Within this cosmic exchange, perhaps man’s most critical contribution is the preservation of his own equilibrium, for without it the receptacle of the gods is placed in danger. The ideal form of man, therefore, is one of coherence, wherein all the sacred components of the individual find their proper place. The maintenance or restoration of this balance is the duty of the houngan, and it accounts for his unique role as healer. In our secular society, life and death are defined in strictly clinical terms by physicians, with the fate of the spirit being relegated to the domain of religious specialists who, significantly, have nothing to say about the physical well-being of the living. In vodoun society, the physician is also the priest, for the condition of the spirit is as important as—and in fact, determines—the physical state of the body. Good or bad health results not from the presence or absence of pathogens but from the proper or improper balance of the individual. Sickness is disruption, imbalance, and the manifestation of malevolent forces in the flesh. Health is a state of harmony, and for the vodounist it is something holy, like a perfect service for the gods.

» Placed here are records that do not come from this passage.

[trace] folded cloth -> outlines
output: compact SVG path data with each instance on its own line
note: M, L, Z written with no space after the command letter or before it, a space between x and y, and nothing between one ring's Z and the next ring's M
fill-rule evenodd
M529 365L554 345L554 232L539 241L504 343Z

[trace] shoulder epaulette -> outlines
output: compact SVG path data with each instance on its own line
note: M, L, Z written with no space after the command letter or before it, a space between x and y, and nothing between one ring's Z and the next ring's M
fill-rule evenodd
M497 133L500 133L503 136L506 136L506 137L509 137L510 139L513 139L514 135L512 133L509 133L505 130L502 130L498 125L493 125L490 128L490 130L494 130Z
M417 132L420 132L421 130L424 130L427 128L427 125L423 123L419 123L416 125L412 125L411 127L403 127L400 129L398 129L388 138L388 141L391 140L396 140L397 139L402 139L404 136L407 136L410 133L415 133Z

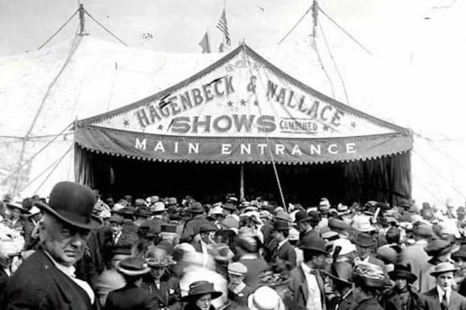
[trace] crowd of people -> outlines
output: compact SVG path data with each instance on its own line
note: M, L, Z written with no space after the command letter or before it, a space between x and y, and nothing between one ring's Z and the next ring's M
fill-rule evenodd
M103 198L5 198L0 309L466 310L463 206Z

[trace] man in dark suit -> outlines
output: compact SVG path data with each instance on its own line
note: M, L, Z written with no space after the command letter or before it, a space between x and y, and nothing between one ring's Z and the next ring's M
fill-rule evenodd
M289 233L287 221L277 220L274 223L274 237L278 245L272 253L271 263L278 272L290 270L296 267L296 252L288 241Z
M96 309L92 290L75 277L74 267L84 254L91 230L102 225L91 215L94 194L87 186L62 182L50 197L48 204L35 202L44 213L40 247L11 278L0 309Z
M454 273L458 270L450 263L440 263L435 266L431 275L435 277L437 286L424 293L428 297L429 310L466 310L466 297L452 288Z
M384 262L371 255L370 251L374 246L374 243L370 235L366 233L360 233L354 240L354 243L357 249L356 260L377 265L382 268L382 270L385 270L385 264Z

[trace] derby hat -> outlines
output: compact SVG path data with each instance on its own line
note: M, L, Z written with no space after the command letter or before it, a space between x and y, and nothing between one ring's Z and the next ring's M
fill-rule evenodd
M450 251L451 242L446 239L436 239L429 243L424 251L429 256L439 256Z
M351 281L353 275L353 266L347 262L335 263L332 264L329 271L322 270L322 273L333 280L345 284L350 285L353 283Z
M440 263L435 266L434 271L431 272L431 275L432 277L437 277L441 273L450 271L455 272L458 270L459 268L457 268L451 263Z
M325 255L329 254L325 251L325 240L320 237L314 236L303 240L299 245L299 248L303 251L315 251Z
M195 202L192 205L186 209L186 211L193 213L204 213L204 209L200 203Z
M395 281L397 279L406 279L408 283L413 283L418 277L411 272L410 264L395 264L395 269L388 273L390 279Z
M329 219L329 227L333 230L352 230L351 227L346 222L339 218L332 218Z
M121 260L115 266L116 270L127 276L142 276L151 271L146 261L137 257L130 257Z
M285 310L277 291L268 286L260 286L247 297L249 310Z
M311 218L306 211L298 211L295 216L295 223L299 224L303 222L308 222Z
M114 214L113 215L110 217L109 218L109 222L110 223L114 223L116 224L119 224L120 225L123 225L123 223L124 220L123 219L123 218L118 214Z
M221 292L217 291L213 288L213 284L206 281L198 281L189 285L188 295L181 297L183 301L195 301L200 296L210 294L212 299L222 296Z
M289 229L289 226L287 221L283 220L277 220L274 223L274 231L288 231Z
M72 226L96 229L102 220L92 214L96 196L89 187L72 182L57 183L50 193L48 204L37 201L40 209Z
M358 234L354 240L354 243L363 248L369 248L374 245L374 240L370 235L364 233Z

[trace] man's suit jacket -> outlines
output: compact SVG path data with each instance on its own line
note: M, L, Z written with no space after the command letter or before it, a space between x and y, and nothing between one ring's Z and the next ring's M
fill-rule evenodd
M279 260L285 261L288 270L296 267L296 252L288 240L280 248L275 249L272 254L271 262L279 263Z
M428 303L429 310L441 310L440 300L437 287L424 293ZM448 310L466 310L466 297L462 296L454 290L452 290L448 303Z
M149 291L129 284L109 293L105 310L156 310L157 301Z
M321 301L322 302L322 310L326 310L325 297L323 288L323 280L321 276L315 275L317 278L317 283L322 285L321 290ZM289 291L292 303L296 305L296 308L302 309L306 308L308 299L309 297L309 289L308 288L308 282L306 281L306 276L301 266L297 266L291 270L290 277L288 280L288 289Z
M96 306L97 303L94 303ZM59 270L42 249L27 258L10 278L0 309L92 309L86 292Z

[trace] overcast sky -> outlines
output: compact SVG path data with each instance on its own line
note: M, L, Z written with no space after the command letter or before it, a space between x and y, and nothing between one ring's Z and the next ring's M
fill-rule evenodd
M79 0L0 0L0 56L36 49L76 9ZM454 0L321 0L320 6L373 53L409 53L425 17ZM83 0L89 12L129 45L168 52L200 52L208 31L213 39L222 10L233 45L276 44L312 3L310 0ZM321 16L321 18L325 18ZM75 18L49 44L69 38ZM114 40L87 19L93 35ZM151 34L153 39L144 39ZM146 37L147 38L147 37Z

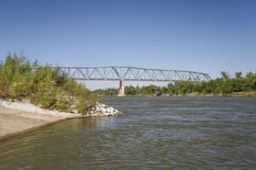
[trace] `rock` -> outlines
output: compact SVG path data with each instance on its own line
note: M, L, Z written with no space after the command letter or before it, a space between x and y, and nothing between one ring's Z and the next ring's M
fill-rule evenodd
M108 113L112 113L113 110L113 107L108 107L108 108L107 108L106 110L107 110L107 112L108 112Z
M79 113L78 110L73 110L73 113Z
M107 110L106 110L106 109L105 108L101 108L101 112L102 113L105 113Z
M96 106L96 110L98 111L98 112L101 111L101 108L98 107L98 106Z

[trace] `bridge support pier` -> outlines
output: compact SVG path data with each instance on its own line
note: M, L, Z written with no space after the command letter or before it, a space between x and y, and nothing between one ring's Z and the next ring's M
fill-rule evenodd
M120 80L119 82L119 94L118 96L125 96L125 82L124 80Z

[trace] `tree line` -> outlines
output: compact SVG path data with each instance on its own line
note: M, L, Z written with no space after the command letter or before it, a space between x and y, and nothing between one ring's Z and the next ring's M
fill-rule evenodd
M0 64L0 98L29 99L43 108L86 113L97 97L59 69L9 54Z
M117 95L119 88L96 89L100 95ZM177 82L167 86L125 87L126 95L256 95L256 73L236 72L231 77L222 71L221 76L204 82Z

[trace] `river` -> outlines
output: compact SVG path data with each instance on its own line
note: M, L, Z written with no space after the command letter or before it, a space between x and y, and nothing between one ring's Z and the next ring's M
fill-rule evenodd
M256 169L256 98L104 97L127 116L0 143L0 169Z

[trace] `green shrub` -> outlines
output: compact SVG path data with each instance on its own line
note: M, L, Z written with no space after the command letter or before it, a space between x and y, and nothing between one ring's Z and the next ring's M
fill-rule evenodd
M8 55L0 64L0 98L27 98L43 108L86 113L96 95L59 69L30 63L22 55Z

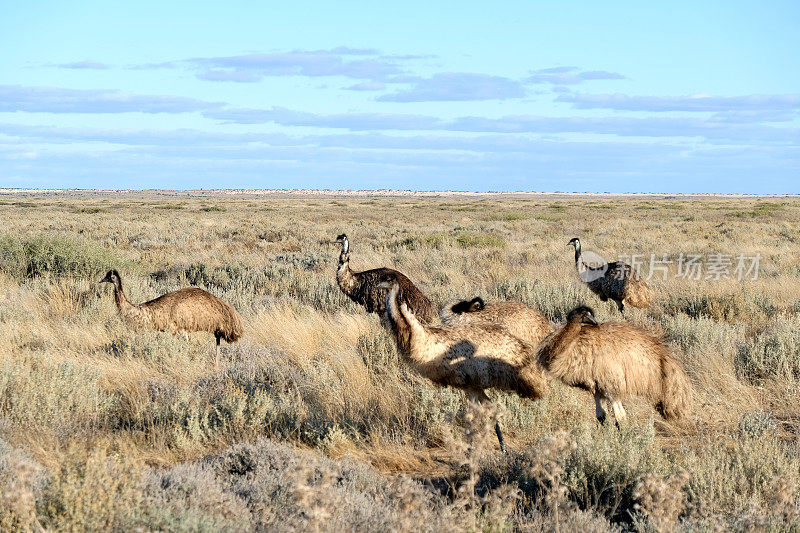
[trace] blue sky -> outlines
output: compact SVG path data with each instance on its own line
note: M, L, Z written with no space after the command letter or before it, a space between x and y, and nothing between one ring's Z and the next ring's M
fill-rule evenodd
M800 4L4 2L0 186L800 192Z

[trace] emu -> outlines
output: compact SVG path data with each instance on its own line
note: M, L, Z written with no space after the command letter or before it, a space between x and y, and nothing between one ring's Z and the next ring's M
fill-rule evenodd
M426 324L430 324L433 321L436 312L433 309L433 305L431 305L431 301L404 274L385 267L353 272L350 269L350 241L347 240L347 235L342 233L336 237L334 243L342 245L342 252L339 254L339 266L336 269L336 282L342 292L351 300L363 305L368 313L377 313L381 320L384 320L386 315L386 294L388 291L381 289L379 284L391 277L391 279L397 280L400 285L400 294L408 302L414 314L419 317L419 320Z
M122 290L119 272L109 270L100 283L114 285L114 302L122 320L135 329L152 328L158 331L183 333L187 341L190 331L213 333L217 340L214 365L219 366L219 342L232 343L244 332L242 317L224 302L196 287L168 292L142 304L132 304Z
M439 311L442 323L448 326L491 322L509 333L536 346L553 331L543 314L522 302L485 303L482 298L451 302Z
M489 388L532 400L546 394L548 382L530 344L496 324L427 326L401 296L396 276L387 276L380 287L388 289L386 314L394 324L400 353L414 370L436 385L462 389L480 403L491 401L485 392ZM505 452L499 422L494 429Z
M647 307L650 305L650 287L642 281L631 266L622 261L604 263L602 265L590 265L583 261L581 257L581 241L575 237L567 246L575 247L575 268L581 279L589 286L604 302L608 299L614 300L619 312L625 309L623 304L627 302L633 307Z
M691 384L681 364L655 335L622 322L598 324L594 311L579 306L567 323L541 342L539 363L567 385L594 395L595 414L605 422L603 400L619 425L626 418L620 400L648 399L667 420L690 410Z

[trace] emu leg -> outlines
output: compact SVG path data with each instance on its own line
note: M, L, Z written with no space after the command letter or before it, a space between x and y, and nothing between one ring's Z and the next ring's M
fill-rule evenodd
M481 404L491 403L492 401L488 396L486 396L486 393L484 391L471 392L469 396L470 398L472 398L473 401L477 401L478 403ZM494 423L494 432L497 435L497 440L500 442L500 451L506 453L506 441L503 440L503 432L500 431L499 421L495 421Z
M625 422L628 415L625 413L625 408L622 407L622 402L619 400L611 400L611 409L614 411L614 419L617 421L617 427Z
M594 395L594 413L595 413L595 416L597 417L597 421L600 422L600 424L605 425L605 423L606 423L606 411L605 411L605 409L603 409L603 405L601 403L602 399L603 399L603 396L601 394L595 394Z

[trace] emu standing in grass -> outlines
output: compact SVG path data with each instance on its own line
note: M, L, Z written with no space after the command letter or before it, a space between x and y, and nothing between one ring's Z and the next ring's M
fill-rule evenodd
M436 312L427 296L408 279L405 275L392 268L373 268L363 272L353 272L350 269L350 242L347 235L342 233L334 241L342 245L342 252L339 254L339 267L336 269L336 282L339 288L354 302L363 305L368 313L377 313L384 320L386 314L386 294L387 289L381 289L378 285L381 281L389 279L397 280L400 285L400 294L408 302L409 307L419 320L430 324Z
M543 314L522 302L484 303L480 297L451 302L439 311L442 323L466 326L476 322L491 322L502 326L515 337L536 346L553 331Z
M650 287L629 264L622 261L587 264L581 254L581 241L577 237L567 245L575 247L575 268L578 269L578 275L602 301L606 302L609 298L614 300L620 313L625 308L623 301L634 307L650 305Z
M109 270L100 283L114 285L114 302L122 320L136 328L183 333L189 339L190 331L207 331L217 339L214 364L219 366L219 341L236 342L242 336L242 317L236 309L202 289L196 287L168 292L143 304L132 304L122 290L119 272Z
M598 324L590 307L570 311L567 323L538 347L539 362L567 385L594 394L597 419L605 422L607 400L617 425L625 419L620 400L641 396L667 420L684 417L691 384L681 364L655 335L623 322Z
M489 402L485 389L516 392L537 399L547 392L547 379L536 361L536 349L498 325L430 327L421 323L400 295L400 282L387 276L386 314L394 324L397 347L420 374L439 386L463 389L471 399ZM500 423L495 423L505 451Z

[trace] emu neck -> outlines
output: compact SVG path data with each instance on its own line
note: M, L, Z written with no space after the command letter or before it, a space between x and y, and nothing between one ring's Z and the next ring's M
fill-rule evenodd
M570 320L561 330L543 341L545 344L539 348L539 362L548 370L551 364L563 354L569 354L578 342L581 333L581 321Z
M350 253L344 248L339 255L339 267L336 269L336 282L344 292L350 293L356 286L356 278L350 270Z
M130 303L125 296L121 281L114 284L114 303L117 304L117 309L122 316L135 314L135 312L138 311L138 307Z

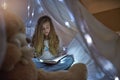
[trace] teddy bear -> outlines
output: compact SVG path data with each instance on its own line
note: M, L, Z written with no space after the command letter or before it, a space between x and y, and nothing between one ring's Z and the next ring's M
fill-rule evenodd
M34 49L28 47L22 19L4 10L6 52L0 68L0 80L86 80L85 64L74 64L68 70L46 72L32 61Z

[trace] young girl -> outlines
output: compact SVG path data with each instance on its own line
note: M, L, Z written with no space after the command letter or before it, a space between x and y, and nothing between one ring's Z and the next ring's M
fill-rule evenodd
M33 61L36 63L37 68L44 68L45 70L47 69L47 71L55 71L70 67L73 63L73 57L70 55L61 59L64 63L59 62L52 66L47 66L47 64L40 63L38 60L39 58L43 60L54 59L55 57L65 54L65 51L62 51L62 46L60 45L61 41L55 32L51 18L49 16L40 17L32 39L32 46L35 48L36 57Z

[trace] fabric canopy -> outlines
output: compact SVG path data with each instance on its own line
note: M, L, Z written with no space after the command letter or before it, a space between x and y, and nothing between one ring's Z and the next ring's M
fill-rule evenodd
M25 5L21 6L23 9L20 8L21 14L16 7L12 10L25 22L27 37L32 38L38 18L49 15L68 54L73 54L74 64L87 65L87 80L113 80L120 77L120 36L99 22L78 0L14 1ZM1 30L2 27L0 34L4 33ZM4 36L0 35L0 42L3 42L1 37ZM4 53L2 46L0 53Z

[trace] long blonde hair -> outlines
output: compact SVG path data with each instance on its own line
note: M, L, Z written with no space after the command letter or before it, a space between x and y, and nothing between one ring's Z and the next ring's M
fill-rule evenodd
M32 44L33 44L33 47L35 47L37 57L42 54L43 49L44 49L45 36L43 34L42 27L43 27L43 24L46 22L50 23L50 33L48 35L49 51L55 56L58 53L58 47L59 47L58 36L55 32L51 18L45 15L38 19L35 32L32 38Z

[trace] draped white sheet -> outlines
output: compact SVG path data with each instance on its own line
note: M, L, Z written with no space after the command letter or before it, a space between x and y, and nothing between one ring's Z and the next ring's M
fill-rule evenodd
M3 19L3 14L2 10L0 8L0 67L4 58L4 53L6 49L6 36L5 36L5 29L4 29L4 19Z

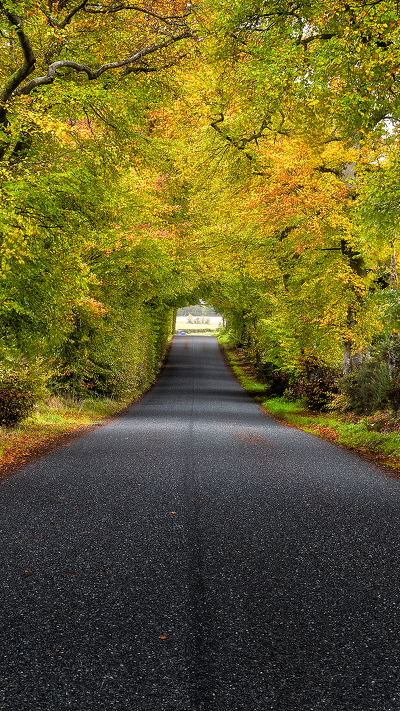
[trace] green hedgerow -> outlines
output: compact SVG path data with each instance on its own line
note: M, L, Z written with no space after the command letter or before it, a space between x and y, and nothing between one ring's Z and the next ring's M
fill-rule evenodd
M0 364L0 425L12 425L26 417L46 395L46 379L39 359Z

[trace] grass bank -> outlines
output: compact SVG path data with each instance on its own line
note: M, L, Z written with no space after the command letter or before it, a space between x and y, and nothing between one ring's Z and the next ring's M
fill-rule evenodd
M160 377L168 362L172 341L153 380L126 398L74 398L50 396L38 402L28 417L14 426L0 426L0 475L18 471L29 461L57 449L75 437L105 424L108 418L140 400Z
M37 403L33 412L17 425L0 427L0 472L16 471L68 438L101 424L128 402L108 398L49 397Z
M267 386L257 380L241 351L220 340L236 377L268 413L281 422L373 457L400 472L400 419L393 413L377 412L362 417L336 411L314 413L308 411L302 401L268 397Z

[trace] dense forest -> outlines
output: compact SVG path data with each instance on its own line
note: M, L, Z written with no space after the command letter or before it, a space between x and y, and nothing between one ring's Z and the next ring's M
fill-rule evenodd
M0 0L1 421L134 392L200 300L271 392L398 409L399 35L394 0Z

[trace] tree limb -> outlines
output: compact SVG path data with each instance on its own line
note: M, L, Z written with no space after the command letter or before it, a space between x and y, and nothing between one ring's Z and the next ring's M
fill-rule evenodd
M25 86L21 87L20 89L15 89L14 90L14 95L16 96L21 96L23 94L30 94L33 89L36 89L39 86L44 86L46 84L52 84L54 82L54 79L56 77L56 74L59 69L64 69L65 67L69 67L71 69L74 69L76 72L84 72L87 74L88 79L90 81L93 81L95 79L98 79L104 72L108 72L111 69L120 69L122 67L127 67L129 64L133 64L134 62L139 62L143 57L146 57L148 54L154 54L155 52L158 52L161 49L165 49L166 47L169 47L170 45L174 44L175 42L179 42L182 39L193 37L191 31L189 29L184 30L181 32L179 35L173 35L169 40L166 42L161 42L159 44L152 44L149 47L145 47L144 49L141 49L139 52L136 52L136 54L133 54L130 57L127 57L126 59L121 59L117 62L107 62L106 64L103 64L101 67L98 69L92 69L89 67L87 64L80 64L79 62L75 62L70 59L61 59L57 62L53 62L50 64L47 74L41 77L35 77L34 79L31 79Z
M20 43L24 60L22 65L12 74L0 90L0 124L7 120L7 112L5 109L6 102L11 98L15 89L26 79L33 71L36 64L36 57L33 53L32 45L24 32L22 19L14 10L10 10L0 0L0 12L2 12L10 23L11 27L15 28L18 41Z

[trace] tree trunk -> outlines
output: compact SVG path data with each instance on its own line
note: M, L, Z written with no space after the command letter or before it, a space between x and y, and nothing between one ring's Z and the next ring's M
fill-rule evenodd
M394 248L394 242L392 242L392 256L390 258L390 288L397 288L397 264L396 264L396 251ZM390 318L392 322L392 318ZM390 325L392 325L390 323ZM389 368L389 378L393 379L393 372L395 368L399 366L399 353L398 353L399 335L391 331L389 336L389 347L388 347L388 368ZM397 348L396 348L397 345Z

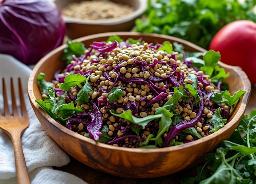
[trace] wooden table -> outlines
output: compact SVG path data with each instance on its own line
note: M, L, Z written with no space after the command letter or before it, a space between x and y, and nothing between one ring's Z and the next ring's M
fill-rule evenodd
M256 110L256 88L253 86L252 88L245 114L249 114L252 110ZM99 171L80 162L71 157L69 157L70 162L67 165L60 167L54 167L53 168L75 175L89 184L179 184L180 180L184 177L193 176L196 173L196 166L178 173L159 178L148 179L125 178Z

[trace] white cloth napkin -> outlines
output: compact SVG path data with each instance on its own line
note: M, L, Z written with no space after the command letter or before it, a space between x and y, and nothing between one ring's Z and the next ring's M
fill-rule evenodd
M30 124L21 137L21 143L29 177L33 184L86 183L75 175L54 170L70 161L67 154L48 136L36 118L29 102L27 86L32 70L10 56L0 54L0 105L3 109L2 78L5 79L7 91L10 91L10 79L13 79L18 91L18 78L21 78ZM7 92L7 94L10 94ZM10 96L9 95L9 96ZM16 96L18 96L18 93ZM9 98L9 97L8 97ZM10 100L9 103L11 104ZM18 105L19 103L17 102ZM3 111L2 111L3 112ZM0 183L17 183L12 143L0 129Z

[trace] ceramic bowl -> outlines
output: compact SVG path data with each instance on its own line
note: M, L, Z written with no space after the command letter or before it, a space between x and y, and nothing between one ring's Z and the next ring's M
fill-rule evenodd
M70 3L80 1L56 0L54 2L61 10ZM97 20L79 20L63 15L63 18L67 26L66 34L68 37L71 39L75 39L101 33L129 31L134 26L136 19L143 13L147 7L146 0L111 0L111 1L128 4L133 7L135 10L132 13L120 18Z
M85 36L76 41L85 46L93 41L106 40L112 35L118 35L126 40L142 37L148 43L162 43L165 41L182 44L186 50L206 52L189 42L171 36L157 34L115 32ZM85 137L69 130L52 119L35 102L42 98L37 84L37 76L44 73L46 80L51 81L56 71L65 67L61 59L63 45L52 51L36 65L28 81L28 93L31 103L39 120L48 134L65 151L81 162L107 173L123 177L148 178L173 174L195 165L213 151L220 142L228 139L235 131L245 111L251 90L251 83L244 72L238 67L219 62L230 76L226 81L233 95L239 89L246 93L240 99L227 125L216 132L193 142L168 148L141 149L114 146Z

As a result, vodoun medicine acts on two quite different levels. There is an entire range of relatively minor ailments that are treated symptomatically much as we would, only with medicinal plants and folk preparations, many of which are pharmacologically active. A basic knowledge of the leaves in such profane treatments is part of the traditional education of virtually every rural Haitian, and though there are respected specialists known as dokte feuilles— leaf doctors—their expertise is considered mundane. Much more serious are the troubles that arise when the harmony of the spiritual components is broken. Here it is the source of the disorder, not its particular manifestation, that must be treated, and that responsibility falls strictly within the domain of the houngan. Since disharmony will affect all aspects of the individual’s life, problems brought to the houngan include both psychological and physical ailments, as well as other troubles such as chronic bad luck, marital difficulties, or financial problems. Each case is treated as unique. As a form of medicine, it does not ignore the existence of pathogens, it simply comments that the pathogens are present in the environment at all times, and it asks why certain individuals succumb when they do.

To restore the patient’s health may involve a number of techniques. At the material level these include herbal baths and massage, physical isolation of the patient in the hounfour, administration of medicinal plant potions, and perhaps most importantly, a sacrifice, that the patient may return to the earth a gift of life’s vital energy. But it is intervention on the spiritual plane that ultimately determines the patient’s fate, and for this the houngan is but a servant of the loa. The spirit is called into the head of either the houngan or an assistant, and like an oracle the physical body of man dispenses the knowledge of the gods.

Inevitably, there are times when the forces arrayed against the individual are simply too powerful. If disharmony at the core of man results in sickness, the irrevocable separation of the spiritual components will bring death. But death, like life, stretches far beyond the temporal limits of the body. Life begins not at physical conception but at an earlier moment when God first decides that a person should exist. Death is not defined just by the passing of the flesh, but as the moment when all the spiritual components find their proper destination. Thus the vodoun adept, believing in the immortality of the spirit, fears death not for its finality but because it is a critical and dangerous passage during which the five vital aspects of man dissociate, leaving the ti bon ange, in particular, vulnerable to capture by the sorcerer.